Colpito da una "fatwa" con l'accusa di aver offeso Maometto. Da quel momento, Salman Rushdie vive da osservato speciale. Costantemente nel mirino degli integralisti islamici, lo scrittore di origini indiane si muove sotto scorta e a ogni suo spostamento rischia la vita. L'accoltellamento subito oggi - 12 agosto - a New York è solo l'ultimo allarmante episodio di violenza subito dall'autore. Tutta "colpa" di un suo libro del 1988, I versetti satanici (The satanic verses), storia di fantasia nella quale Rushdie alludeva però alla figura del profeta musulmano. Un'offesa insopportabile e "blasfema", secondo i fanatici del Corano.

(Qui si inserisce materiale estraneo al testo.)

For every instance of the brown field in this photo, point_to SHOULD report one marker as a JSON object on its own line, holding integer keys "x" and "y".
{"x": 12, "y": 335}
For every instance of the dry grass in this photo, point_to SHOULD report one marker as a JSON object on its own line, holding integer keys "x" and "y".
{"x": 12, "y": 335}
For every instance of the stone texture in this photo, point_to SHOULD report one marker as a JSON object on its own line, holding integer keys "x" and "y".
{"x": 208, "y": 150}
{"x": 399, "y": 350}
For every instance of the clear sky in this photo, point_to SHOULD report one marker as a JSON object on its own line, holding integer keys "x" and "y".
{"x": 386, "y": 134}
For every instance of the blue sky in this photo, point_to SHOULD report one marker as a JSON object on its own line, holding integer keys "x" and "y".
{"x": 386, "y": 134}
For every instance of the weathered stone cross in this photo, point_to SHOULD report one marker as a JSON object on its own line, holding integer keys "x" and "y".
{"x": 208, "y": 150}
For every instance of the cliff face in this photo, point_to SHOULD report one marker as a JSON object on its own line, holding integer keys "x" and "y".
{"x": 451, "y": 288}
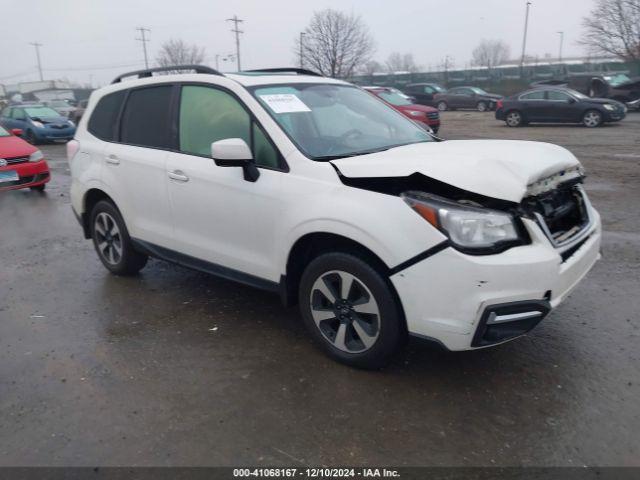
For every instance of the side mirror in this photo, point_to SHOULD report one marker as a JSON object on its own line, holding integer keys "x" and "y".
{"x": 234, "y": 152}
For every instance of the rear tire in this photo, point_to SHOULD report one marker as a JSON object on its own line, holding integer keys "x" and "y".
{"x": 350, "y": 310}
{"x": 514, "y": 119}
{"x": 112, "y": 242}
{"x": 592, "y": 119}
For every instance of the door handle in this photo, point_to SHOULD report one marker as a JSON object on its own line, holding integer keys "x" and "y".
{"x": 113, "y": 160}
{"x": 178, "y": 175}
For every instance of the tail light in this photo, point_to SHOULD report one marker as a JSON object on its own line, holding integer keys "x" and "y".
{"x": 72, "y": 148}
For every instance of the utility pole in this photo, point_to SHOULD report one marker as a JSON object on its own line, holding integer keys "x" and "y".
{"x": 524, "y": 40}
{"x": 38, "y": 45}
{"x": 561, "y": 42}
{"x": 302, "y": 34}
{"x": 144, "y": 41}
{"x": 235, "y": 30}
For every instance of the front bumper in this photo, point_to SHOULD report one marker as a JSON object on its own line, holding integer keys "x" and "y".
{"x": 30, "y": 174}
{"x": 449, "y": 295}
{"x": 53, "y": 134}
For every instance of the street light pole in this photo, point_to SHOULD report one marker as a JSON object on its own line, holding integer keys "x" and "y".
{"x": 302, "y": 34}
{"x": 38, "y": 45}
{"x": 561, "y": 42}
{"x": 524, "y": 39}
{"x": 235, "y": 30}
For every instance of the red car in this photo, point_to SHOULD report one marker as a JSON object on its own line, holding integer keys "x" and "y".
{"x": 421, "y": 114}
{"x": 21, "y": 165}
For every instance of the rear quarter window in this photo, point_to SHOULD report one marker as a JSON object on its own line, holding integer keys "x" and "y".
{"x": 146, "y": 118}
{"x": 103, "y": 120}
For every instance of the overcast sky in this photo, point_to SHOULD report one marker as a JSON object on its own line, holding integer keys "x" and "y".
{"x": 94, "y": 40}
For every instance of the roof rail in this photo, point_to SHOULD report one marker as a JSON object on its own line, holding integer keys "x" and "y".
{"x": 150, "y": 71}
{"x": 299, "y": 71}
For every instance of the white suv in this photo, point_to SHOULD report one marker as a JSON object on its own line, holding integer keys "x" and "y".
{"x": 312, "y": 188}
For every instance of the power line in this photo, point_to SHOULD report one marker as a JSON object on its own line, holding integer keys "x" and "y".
{"x": 236, "y": 21}
{"x": 144, "y": 41}
{"x": 37, "y": 46}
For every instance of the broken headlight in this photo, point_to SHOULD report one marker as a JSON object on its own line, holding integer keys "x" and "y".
{"x": 471, "y": 229}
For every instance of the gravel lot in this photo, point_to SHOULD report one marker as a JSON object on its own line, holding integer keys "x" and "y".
{"x": 100, "y": 370}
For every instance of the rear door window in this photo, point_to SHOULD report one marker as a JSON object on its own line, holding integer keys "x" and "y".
{"x": 533, "y": 96}
{"x": 105, "y": 116}
{"x": 146, "y": 120}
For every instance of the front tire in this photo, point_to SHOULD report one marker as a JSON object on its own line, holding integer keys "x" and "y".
{"x": 592, "y": 119}
{"x": 112, "y": 242}
{"x": 514, "y": 119}
{"x": 350, "y": 310}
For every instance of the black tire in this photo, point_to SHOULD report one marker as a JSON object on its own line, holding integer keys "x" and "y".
{"x": 127, "y": 261}
{"x": 369, "y": 288}
{"x": 514, "y": 118}
{"x": 592, "y": 118}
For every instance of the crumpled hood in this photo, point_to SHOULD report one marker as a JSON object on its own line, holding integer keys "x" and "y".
{"x": 500, "y": 169}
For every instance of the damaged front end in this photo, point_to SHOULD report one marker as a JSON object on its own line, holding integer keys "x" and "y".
{"x": 481, "y": 225}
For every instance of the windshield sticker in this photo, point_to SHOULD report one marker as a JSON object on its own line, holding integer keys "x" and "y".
{"x": 285, "y": 103}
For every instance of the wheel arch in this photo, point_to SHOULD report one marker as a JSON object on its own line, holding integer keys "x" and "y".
{"x": 313, "y": 244}
{"x": 90, "y": 199}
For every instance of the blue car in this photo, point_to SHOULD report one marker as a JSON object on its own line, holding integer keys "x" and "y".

Nato in India, il 19 giugno 1947, Rushdie si è trasferito a Londra quando aveva 14 anni. Per quel suo romanzo, fu oggetto di una "fatwa", una condanna a morte, da parte dell'Ayatollah Khomeini, leader dell'Iran. Il pronunciamento ostile del capo religioso - mai ritirato né ritrattato - avvenne il 14 febbraio del 1989, con una conseguente rottura delle relazioni diplomatiche tra Regno Unito e Iran. Da quel momento Salman Rushdie divenne un obiettivo degli integralisti islamici. Lo stesso anno della "fatwa", una bomba scoppiata anzitempo in un albergo londinese vicino alla stazione di Paddington uccise l'attentatore, Mustafa Mahmoud Mazeh. L'ordigno deflagrò nelle vicinanze di un libreria, in una zona frequentata da molti turisti. Il fondamentalista - come scoperto in seguito dal Times - era stato celebrato in un cimitero di Teheran come il "primo martire a morire in una missione per uccidere Salman Rushdie".
Per gli estremisti islamici, però, andava annientato non solo lo scrittore ma anche chi gli stava accanto. Nel luglio del 1991, il traduttore italiano dei "Versetti", Ettore Capriolo, fu picchiato e ferito a coltellate nella sua casa milanese. Nello stesso mese fu assassinato anche il traduttore giapponese del romanzo. E pure l'editore norvegese del libro, William Nygaard e il traduttore furono minacciati. Nonostante fossero messi sotto protezione, Nygaard venne aggredito a colpi di pistola. Lo stesso Rushdie, nel corso degli anni, ha più volte rischiato di essere colpito da aggressioni e attentati. Nel 2012, ad esempio, lo scrittore annullò all'ultimo la propria partecipazione a un programa tv, spiegando di essere stato allertato dall'intelligente sulla presenza di assassini pronti a eliminarlo.
E la condanna a morte in nome di Allah, ricorda sempre lo stesso autore, è ancora valida. Sulla sua testa è stata posta anche una taglia di 3,3 milioni di dollari da parte di una fondazione religiosa iraniana.
Rushdie racconta inoltre che ogni anno, nel giorno in cui si "ricorda" la promulgazione della fatwa, riceve un particolare biglietto dall'Iran che gli rammenta la minaccia. La brutale aggressione a New York - definita "orribile" da un testimone - è stato forse un promemoria dagli estremisti islamici. L'ennesimo tentativo di ammazzarlo.